# Spanish Rice/Mexican Rice dish?



## blissful (May 4, 2009)

I received 4 pints of canned salsa at work. I was thinking of making some kind of spanish rice/ or mexican rice, w/ beans or not, w/meat or not.
We don't have many days of hot dishes at work and I was thinking it would be nice to share a meal over lunch. I'd bring an electric fry pan or nesco cooker. Make it the night before and heat it up at work.
Does any one have any meal suggestions?
Using salsa, brown or white rice, beans or no beans, meat or no meat, what else? TIA ~Bliss
On the side: sour cream, shredded cheddar, chopped onions...more?


----------



## MexicoKaren (May 4, 2009)

Why don't you make your rice using the salsa as part of the liquid? Start by sauteeing some chopped onions, garlic and diced chiles in some olive oil, add the rice and saute until opaque, then add the salsa and whatever additional liquid you need (maybe chicken broth - I don't know how chunky/liquid your salsa is, so you'll have to make a guess at it.) In a separate pan, saute some chicken breast strips and chorizo. Mix it all together and serve with sour cream, shredded cheese, avocado, etc. A can of black beans would also be good with this, even some corn...


----------



## linicx (May 5, 2009)

I do something similar. I throw rice and chpped onion in a skillet with a little bit of oil and start cooking it. I add some diIF ITced ham, chopped tomaotes. Mexican Seasoning from McCormick and little pepper. I add plain tomato juice for liquid. 

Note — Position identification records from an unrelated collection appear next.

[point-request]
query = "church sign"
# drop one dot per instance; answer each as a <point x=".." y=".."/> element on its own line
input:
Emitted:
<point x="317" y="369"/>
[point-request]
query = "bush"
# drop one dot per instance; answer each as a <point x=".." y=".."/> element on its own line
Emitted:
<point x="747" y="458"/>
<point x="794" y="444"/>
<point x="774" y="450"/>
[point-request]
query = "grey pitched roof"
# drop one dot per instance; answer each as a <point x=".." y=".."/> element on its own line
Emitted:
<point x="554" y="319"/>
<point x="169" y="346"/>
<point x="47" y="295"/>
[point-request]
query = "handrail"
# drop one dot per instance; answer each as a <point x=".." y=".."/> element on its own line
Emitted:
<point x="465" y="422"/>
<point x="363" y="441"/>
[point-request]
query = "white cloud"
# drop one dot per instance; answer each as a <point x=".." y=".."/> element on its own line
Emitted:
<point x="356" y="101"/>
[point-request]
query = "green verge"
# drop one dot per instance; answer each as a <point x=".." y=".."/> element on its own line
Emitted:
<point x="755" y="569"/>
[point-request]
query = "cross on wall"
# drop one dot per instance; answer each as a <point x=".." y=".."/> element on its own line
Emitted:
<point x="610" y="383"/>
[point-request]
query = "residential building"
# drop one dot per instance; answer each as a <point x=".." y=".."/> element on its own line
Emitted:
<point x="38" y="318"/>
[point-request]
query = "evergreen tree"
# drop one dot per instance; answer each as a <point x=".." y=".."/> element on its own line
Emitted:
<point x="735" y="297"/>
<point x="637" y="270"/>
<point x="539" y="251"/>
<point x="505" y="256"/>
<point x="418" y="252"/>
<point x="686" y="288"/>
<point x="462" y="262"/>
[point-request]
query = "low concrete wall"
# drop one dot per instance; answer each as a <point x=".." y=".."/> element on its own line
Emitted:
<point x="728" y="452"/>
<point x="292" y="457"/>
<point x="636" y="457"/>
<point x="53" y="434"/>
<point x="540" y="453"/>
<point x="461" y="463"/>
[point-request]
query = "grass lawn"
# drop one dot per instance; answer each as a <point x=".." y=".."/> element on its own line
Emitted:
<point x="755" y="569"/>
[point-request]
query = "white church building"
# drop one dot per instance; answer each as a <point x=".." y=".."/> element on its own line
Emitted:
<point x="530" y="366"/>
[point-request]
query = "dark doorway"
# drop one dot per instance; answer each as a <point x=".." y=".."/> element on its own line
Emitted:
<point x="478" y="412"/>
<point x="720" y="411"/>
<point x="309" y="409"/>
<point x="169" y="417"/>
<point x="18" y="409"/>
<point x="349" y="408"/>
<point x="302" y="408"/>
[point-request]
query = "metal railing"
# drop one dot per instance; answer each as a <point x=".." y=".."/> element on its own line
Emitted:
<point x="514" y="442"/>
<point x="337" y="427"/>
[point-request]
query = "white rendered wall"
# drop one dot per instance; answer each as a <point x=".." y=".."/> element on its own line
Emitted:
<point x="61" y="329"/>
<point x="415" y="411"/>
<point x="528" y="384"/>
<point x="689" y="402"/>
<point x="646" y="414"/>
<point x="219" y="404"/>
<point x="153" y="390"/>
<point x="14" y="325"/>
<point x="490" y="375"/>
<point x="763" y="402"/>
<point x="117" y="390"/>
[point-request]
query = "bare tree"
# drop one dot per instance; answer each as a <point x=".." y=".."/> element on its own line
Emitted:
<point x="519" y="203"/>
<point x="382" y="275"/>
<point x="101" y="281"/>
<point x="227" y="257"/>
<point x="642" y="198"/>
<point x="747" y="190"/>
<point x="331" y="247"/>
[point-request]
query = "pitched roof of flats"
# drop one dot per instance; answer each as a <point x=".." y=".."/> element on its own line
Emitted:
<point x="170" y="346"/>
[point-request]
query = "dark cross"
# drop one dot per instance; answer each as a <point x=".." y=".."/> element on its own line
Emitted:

Open your salsa and check out the heat. Some of that stuff would start a fire. 
What you might do is take a quart with you, a bowel, a bag of Tostitos.  Fancy Paper plates, napins and plastic silverware. Between the Mexican dish and the chips you will have plenty to eat and everyone will be happy.  .


----------



## Claire (May 19, 2009)

I first saute the rice with onions, garlic, peppers, cumin, olive oil.  Then I add beef or chicken broth, at just less than the amount normal for cooking rice.  When the liquid is absorbed, and the rice is just a little too firm, THEN I add the salsa (or cans of tomatoes or whatever).  As others have mentioned, the salsa may be thick or thin or hot or not.  So I'd save it until last rather than use it for the main moisture for reconstituting the rice.


----------



## blissful (May 19, 2009)

I ended up making it with choriso, pork sausage, rice, celery, onions, water, beans, salsa and corn. The corn added a nice crunchy texture to it. The choriso was hot, the salsa was medium.
Thank you for all the great suggestions! ~Bliss


----------